Sunday, August 2, 2009
The Postal Train Wreck
The Postal Train Wreck
As a commuter to Boston, every day for the past twenty-six years, I have often thought back over the many aspects of the railroad that connects Canton with Boston and Providence. The Viaduct and Junction have always held a certain fascination for me. I occasionally see a train buff down at the siding photographing the Acella as it speeds through at 100 plus miles per hour. And, with the great speed and congestion along the routes it is always comforting to know that advanced switches and sensors ensure our safety on each trip into Boston.
This was not the case on the morning of Monday, August 8, 1898 when residents awoke to the sounds of a deadly and devastating crash at Canton Junction. Hundreds of residents rushed to the scene of the fatal crash that involved Train 70; the Boston Bound Mail Train. The train carrying fourteen mail clerks and comprised four cars left New York City at 11:30 PM Sunday night. As the train approached Canton Junction in an instant the cars slammed off the track. The train plowed towards Canton Junction and the speed caused them to quite literally dig into the stone track bed. Three men were killed and fourteen mail clerks were injured. The clerks described being “tossed around like dice” in the railroad cars. It took some time to rescue the clerks, and the dead men were extracted late the same day.
The Canton Journal reported from the scene and the New York Times picked up on the story the next day.

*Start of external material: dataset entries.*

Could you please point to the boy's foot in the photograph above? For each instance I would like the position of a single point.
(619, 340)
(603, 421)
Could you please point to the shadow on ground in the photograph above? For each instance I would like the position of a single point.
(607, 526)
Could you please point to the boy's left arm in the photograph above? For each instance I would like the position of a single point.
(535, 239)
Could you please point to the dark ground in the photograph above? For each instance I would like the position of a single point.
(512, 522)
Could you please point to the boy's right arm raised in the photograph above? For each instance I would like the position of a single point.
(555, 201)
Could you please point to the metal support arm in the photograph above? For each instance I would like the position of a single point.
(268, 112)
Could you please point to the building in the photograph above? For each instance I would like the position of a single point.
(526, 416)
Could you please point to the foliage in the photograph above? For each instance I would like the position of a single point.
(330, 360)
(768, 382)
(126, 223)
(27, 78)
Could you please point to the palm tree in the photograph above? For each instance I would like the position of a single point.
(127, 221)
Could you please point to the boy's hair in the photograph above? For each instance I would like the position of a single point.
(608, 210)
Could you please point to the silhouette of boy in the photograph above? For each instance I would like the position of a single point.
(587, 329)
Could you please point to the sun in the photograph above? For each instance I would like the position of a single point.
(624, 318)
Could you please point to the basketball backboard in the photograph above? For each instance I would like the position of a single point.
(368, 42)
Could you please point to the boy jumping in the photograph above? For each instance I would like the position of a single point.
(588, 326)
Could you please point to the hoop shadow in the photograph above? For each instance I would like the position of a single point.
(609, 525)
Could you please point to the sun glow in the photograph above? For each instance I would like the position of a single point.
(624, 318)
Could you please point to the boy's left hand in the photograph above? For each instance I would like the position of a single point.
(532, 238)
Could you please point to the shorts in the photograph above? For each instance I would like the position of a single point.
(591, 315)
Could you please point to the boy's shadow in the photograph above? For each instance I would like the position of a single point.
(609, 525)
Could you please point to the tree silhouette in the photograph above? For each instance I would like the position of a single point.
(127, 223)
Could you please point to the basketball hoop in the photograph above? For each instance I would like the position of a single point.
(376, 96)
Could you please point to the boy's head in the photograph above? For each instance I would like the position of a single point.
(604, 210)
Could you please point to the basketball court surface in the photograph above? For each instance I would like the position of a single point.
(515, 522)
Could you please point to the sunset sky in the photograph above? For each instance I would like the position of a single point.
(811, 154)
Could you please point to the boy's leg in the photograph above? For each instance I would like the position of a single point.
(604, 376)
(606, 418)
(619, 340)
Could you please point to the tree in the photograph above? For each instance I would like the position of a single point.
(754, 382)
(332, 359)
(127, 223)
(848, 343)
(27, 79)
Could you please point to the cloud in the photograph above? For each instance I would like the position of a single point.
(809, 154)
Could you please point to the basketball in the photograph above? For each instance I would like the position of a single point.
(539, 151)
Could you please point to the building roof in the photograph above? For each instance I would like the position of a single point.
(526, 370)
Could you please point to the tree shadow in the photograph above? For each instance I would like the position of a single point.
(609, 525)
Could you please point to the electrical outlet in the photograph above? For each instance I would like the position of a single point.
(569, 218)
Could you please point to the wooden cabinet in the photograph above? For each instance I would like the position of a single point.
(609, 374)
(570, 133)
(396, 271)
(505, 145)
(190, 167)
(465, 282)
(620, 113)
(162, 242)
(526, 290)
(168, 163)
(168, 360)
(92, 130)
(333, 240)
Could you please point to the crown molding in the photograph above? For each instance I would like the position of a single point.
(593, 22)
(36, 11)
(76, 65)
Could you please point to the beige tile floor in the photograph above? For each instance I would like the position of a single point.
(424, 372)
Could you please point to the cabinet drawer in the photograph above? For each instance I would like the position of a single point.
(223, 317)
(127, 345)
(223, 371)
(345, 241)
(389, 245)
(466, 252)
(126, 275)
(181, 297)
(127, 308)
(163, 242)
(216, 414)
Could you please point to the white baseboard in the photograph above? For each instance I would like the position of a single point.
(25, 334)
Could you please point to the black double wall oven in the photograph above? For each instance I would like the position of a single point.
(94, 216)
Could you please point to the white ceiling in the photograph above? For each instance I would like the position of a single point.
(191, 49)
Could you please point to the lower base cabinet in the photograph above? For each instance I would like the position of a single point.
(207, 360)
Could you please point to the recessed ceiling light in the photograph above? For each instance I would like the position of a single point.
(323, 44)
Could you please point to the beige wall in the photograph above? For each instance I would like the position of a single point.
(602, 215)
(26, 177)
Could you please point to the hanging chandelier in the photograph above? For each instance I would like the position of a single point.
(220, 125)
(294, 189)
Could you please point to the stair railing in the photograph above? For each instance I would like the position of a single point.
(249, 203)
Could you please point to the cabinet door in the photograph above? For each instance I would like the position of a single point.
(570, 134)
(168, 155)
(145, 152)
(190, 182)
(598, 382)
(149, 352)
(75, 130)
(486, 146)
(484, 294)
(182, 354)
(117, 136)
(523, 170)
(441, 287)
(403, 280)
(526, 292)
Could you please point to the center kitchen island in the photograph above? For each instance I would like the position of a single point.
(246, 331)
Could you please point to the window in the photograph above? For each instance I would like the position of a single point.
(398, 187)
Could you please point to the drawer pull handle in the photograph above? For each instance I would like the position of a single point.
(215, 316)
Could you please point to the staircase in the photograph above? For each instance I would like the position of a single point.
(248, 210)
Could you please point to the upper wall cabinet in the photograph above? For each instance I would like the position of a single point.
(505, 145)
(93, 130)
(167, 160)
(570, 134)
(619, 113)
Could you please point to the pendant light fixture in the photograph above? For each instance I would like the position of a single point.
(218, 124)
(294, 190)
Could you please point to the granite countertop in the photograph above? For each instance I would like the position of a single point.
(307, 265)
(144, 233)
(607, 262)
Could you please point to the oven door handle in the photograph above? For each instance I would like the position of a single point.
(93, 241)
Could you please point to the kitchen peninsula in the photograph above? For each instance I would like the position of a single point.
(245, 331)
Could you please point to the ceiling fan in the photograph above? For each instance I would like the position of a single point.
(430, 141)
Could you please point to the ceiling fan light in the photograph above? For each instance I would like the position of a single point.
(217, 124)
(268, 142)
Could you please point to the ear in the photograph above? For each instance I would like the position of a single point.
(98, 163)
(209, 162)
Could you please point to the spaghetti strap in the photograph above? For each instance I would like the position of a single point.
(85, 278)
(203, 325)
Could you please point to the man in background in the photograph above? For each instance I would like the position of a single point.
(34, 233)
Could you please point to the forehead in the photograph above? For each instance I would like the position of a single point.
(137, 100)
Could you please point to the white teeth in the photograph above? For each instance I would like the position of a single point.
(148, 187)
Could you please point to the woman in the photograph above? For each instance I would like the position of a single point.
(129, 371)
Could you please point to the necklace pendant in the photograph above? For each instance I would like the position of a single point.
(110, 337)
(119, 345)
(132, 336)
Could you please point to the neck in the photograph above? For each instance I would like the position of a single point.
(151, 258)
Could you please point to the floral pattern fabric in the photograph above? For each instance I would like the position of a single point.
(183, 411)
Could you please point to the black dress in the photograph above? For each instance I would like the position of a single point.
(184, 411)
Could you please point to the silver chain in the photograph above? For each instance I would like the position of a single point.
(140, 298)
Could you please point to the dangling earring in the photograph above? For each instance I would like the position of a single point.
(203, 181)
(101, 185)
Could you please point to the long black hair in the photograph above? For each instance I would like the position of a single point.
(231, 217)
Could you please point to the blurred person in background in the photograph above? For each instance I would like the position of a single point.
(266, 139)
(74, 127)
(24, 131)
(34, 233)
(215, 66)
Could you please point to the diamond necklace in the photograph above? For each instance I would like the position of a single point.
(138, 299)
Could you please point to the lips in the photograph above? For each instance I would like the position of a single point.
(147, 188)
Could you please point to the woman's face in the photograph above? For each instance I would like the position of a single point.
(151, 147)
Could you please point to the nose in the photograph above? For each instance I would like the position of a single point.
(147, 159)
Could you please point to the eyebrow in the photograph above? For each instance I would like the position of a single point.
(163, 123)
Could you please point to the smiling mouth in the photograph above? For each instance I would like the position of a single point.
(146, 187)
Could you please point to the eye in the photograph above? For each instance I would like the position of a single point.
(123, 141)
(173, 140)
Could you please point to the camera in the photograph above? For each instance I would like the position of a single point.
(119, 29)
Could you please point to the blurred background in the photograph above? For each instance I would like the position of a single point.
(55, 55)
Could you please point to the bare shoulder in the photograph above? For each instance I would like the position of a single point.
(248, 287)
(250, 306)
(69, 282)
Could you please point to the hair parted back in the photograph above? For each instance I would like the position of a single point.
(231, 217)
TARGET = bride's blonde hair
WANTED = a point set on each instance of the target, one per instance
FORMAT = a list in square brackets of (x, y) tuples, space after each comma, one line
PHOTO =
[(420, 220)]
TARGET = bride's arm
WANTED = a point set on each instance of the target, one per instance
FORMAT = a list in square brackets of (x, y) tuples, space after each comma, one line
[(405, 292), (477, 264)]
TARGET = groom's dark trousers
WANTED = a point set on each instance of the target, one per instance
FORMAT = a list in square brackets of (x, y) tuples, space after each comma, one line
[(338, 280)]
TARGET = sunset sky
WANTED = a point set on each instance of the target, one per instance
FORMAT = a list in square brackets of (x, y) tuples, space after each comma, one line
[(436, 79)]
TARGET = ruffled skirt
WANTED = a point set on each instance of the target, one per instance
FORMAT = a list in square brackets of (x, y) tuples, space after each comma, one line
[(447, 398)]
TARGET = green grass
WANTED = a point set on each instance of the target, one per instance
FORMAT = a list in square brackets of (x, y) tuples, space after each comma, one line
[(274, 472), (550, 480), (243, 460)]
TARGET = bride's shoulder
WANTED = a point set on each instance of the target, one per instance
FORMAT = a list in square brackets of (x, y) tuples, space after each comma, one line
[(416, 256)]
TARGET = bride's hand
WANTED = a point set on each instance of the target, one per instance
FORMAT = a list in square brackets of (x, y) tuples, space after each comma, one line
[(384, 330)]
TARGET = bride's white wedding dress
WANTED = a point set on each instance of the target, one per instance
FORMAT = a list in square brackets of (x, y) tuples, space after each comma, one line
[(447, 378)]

By all accounts this was a horrific crash. The three dead were dug out several hours after the crash and after being viewed by the medical examiner, were taken by a local undertaker. The train crash was duly investigated and a faulty switch was discovered at the point where the Stoughton Branch joins the main-line. Railroad historian Ed Galvin devoted a full chapter in his seminal A History of Canton Junction which he published in 1987. Galvin's book features additional photographs and a complete discussion of this fatal accident.
The Canton Journal also remarked upon the huge number of people who came to view the "ruins" and observed several "cameras" in evidence. This photo was probably taken Fred Endicott or W. Ames - both of whom were there that day and were members of the Kanton Kamera Klub (KKK). The KKK was a group of local men who took great delight in discussing and taking photographs of Canton landmarks and everyday life. The train wreck is another example of history passing through and we have witnesses who still speak to us one hundred and eleven years later.